According to the history books; a woman who was not given a good hammering (pardon the pun) in bed by her Viking; could ask for a divorce. This is indeed factual.
However; women who married back in the Jorvik times; were not convinced that any man could satisfy them – considering that one of their leaders was called – Ivar the Boneless! How the hell would that have reassured any woman? If the women of Jorvik had any sense; they would have pissed off over to the Anglo Saxon village and hooked up with one of those dudes. Surely having a ruler called; Alfred the Great ‘’in bed’’ would have given the women a bit more confidence as to what they were getting
in-between the sheets? Those guys weren’t called; Hang-Low Saxons for nothing! Oops; I mean, Anglo Saxons.

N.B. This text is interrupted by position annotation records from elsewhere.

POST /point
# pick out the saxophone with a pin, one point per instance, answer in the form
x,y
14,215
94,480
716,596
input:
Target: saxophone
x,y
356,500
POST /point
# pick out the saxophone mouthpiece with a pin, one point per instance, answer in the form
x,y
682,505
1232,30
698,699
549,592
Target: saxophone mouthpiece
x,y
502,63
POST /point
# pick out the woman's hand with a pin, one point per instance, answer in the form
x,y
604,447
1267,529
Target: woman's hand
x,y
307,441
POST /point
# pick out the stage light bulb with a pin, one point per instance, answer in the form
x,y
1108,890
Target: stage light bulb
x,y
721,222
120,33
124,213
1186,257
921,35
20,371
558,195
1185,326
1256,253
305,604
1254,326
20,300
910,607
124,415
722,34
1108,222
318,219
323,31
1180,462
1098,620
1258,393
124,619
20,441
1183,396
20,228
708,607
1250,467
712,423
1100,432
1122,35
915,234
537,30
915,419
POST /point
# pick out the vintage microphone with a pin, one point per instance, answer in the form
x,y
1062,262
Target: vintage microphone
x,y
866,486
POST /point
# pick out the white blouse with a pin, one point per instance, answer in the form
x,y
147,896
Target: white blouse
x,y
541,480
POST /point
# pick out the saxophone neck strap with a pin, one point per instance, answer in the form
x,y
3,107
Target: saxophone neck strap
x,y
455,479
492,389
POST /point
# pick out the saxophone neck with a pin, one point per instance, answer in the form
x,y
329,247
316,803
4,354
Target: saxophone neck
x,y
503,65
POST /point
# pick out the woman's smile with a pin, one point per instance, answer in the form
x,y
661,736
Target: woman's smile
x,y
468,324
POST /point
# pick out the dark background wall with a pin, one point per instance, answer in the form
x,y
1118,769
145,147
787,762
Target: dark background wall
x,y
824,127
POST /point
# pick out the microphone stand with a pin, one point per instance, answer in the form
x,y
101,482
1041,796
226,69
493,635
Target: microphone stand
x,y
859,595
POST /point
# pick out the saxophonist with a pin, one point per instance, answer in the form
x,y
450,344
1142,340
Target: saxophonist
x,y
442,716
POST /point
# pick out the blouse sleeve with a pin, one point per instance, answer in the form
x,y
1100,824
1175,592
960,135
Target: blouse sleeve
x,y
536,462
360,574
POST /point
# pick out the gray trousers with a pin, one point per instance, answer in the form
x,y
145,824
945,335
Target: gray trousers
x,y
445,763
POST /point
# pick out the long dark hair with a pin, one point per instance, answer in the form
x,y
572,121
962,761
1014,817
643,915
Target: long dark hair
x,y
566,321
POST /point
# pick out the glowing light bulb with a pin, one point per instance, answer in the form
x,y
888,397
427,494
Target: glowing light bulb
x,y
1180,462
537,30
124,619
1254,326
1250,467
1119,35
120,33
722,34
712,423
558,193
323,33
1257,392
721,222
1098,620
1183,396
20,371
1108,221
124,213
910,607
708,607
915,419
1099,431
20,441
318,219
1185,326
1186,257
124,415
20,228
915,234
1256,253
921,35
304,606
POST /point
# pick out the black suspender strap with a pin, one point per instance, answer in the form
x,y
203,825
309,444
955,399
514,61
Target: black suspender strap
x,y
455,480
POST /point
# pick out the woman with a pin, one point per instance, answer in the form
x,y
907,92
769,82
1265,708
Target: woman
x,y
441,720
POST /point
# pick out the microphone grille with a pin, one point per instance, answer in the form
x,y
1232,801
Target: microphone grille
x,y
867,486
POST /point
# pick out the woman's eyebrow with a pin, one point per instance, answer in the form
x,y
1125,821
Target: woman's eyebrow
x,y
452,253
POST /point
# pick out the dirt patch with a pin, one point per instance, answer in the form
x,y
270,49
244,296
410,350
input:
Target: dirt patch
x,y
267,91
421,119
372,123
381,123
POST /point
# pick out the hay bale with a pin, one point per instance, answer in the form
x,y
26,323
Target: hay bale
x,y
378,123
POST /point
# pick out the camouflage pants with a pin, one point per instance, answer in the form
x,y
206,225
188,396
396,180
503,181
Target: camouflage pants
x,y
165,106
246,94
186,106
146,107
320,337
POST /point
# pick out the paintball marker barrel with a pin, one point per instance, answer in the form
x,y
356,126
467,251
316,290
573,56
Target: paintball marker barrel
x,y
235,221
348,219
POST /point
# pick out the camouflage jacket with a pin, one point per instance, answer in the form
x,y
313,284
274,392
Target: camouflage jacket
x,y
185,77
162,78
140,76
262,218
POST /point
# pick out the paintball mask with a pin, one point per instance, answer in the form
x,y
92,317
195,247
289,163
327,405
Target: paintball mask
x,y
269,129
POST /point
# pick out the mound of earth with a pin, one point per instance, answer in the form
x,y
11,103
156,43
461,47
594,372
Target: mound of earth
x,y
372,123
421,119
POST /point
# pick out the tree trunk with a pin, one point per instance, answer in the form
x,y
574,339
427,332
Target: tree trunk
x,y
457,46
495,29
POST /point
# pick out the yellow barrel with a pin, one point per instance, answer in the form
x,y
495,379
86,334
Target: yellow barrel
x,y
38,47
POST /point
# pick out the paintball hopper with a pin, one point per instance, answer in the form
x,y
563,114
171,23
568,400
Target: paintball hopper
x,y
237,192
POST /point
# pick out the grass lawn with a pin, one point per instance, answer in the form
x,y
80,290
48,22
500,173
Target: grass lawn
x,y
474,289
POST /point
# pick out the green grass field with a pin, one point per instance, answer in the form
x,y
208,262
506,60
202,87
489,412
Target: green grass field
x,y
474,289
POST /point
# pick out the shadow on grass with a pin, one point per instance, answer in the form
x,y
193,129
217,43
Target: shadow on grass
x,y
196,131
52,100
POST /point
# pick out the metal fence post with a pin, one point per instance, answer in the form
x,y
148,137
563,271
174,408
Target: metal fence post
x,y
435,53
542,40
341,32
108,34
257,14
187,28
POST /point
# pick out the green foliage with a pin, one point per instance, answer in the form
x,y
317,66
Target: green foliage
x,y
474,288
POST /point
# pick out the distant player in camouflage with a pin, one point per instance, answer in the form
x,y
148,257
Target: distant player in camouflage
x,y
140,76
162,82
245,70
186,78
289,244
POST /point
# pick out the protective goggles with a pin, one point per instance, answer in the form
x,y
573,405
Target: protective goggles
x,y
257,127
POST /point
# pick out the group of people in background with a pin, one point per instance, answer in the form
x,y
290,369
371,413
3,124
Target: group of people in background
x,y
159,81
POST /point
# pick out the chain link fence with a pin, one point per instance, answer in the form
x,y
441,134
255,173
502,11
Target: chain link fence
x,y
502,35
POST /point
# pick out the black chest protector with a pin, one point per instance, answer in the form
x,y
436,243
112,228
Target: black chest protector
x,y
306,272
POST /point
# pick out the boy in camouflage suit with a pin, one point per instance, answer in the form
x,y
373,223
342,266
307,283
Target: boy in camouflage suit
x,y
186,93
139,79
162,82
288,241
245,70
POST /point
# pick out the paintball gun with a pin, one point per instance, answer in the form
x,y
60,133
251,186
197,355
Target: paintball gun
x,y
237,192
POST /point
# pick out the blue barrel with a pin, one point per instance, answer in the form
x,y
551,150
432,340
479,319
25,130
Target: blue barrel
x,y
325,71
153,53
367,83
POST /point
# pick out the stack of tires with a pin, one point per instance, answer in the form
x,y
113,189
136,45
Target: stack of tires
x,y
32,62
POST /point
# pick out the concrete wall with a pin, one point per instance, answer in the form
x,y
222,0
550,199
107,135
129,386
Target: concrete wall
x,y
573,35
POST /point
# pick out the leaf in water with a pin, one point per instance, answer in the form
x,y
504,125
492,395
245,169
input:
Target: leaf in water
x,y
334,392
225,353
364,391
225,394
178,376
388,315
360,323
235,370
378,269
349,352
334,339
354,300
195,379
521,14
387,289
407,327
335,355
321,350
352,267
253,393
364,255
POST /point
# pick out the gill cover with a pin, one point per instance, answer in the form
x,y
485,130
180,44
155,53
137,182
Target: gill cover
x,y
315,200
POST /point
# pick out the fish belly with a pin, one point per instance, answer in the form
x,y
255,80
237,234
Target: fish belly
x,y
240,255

But joking apart; marriages back then were tough going. The women had it hard – apart from the wife of, Ivar the Boneless of course.
Viking marriages it has to be said; were unconventional.
The majority of women who were married; didn’t get laid that often. Family life was far from normal. If anything; it was completely dysfunctional! Of a morning; the husband would kiss his wife before going to work; and then say; ‘’see you in two years love; oh, and make sure you look after the kids, the cows, and the goats. And one more thing; if you get bored, just do some weaving, and make me a woollen penis warmer as a welcome home gift”.
The women of Jorvik; respected their husbands ego’s immensely; and smart-mouthing them was indeed frowned upon. That said; they must have really felt like saying; ‘’Look babes; it would take me two minutes to weave you a fucking willy warmer – not – two years’’!
Hygiene back in the Viking era was the pits!
Not only did the women go without; Tampax, hair straighteners, false tan and mascara; they went without toothpaste!
The TV series; The Vikings; is a complete and utter joke!
The women of Jorvik; were ugly. (see image – Left – TV Lagertha. Right – the real Lagertha)
It is exactly the same as the series; The Tudors. The actors and actresses are all drop dead gorgeous on screen. The reality is however; and quote; there are portraits to prove it; is that, the Royal family in the Tudor times; had faces like bulldogs licking piss of a thistle.
Jorvik women, were indeed abandoned at home, whilst their Viking husbands went to sea – often for years.
The women kept themselves to themselves and liked their privacy. However; when the winter season loomed; some of the ladies were subject to gossip. Wearing their husbands weaved willy warmers as hats; did create attention and unearthed some secrets – such as; which woman was married to a warrior with the biggest horn and a huge pair of Valknuts.
Of course; if I lived in these bygone times; I would have used my husband’s willy warmer; as a draft excluder, behind the door of my hut – and obviously would have frozen to death and perished.
The Viking law that stipulated women could divorce their husbands on the grounds of lousy love making, was indeed unfair.
Vikings were never at home. They buggered off for at least two to three years raiding towns and villages. Realistically; how could a woman complain about not being satisfied in bed when she only got a two minute session off him once every three years?
Did they Rag? Nar, they didn’t. It is all a myth.
The women of Jorvik would not have known any different. The Karma Sutra and 101 sex positions books weren’t around in those days – nor was there any literature on how to fake an headache.
It is fair to say that; Viking wife’s didn’t raise horns as much as the history books claim.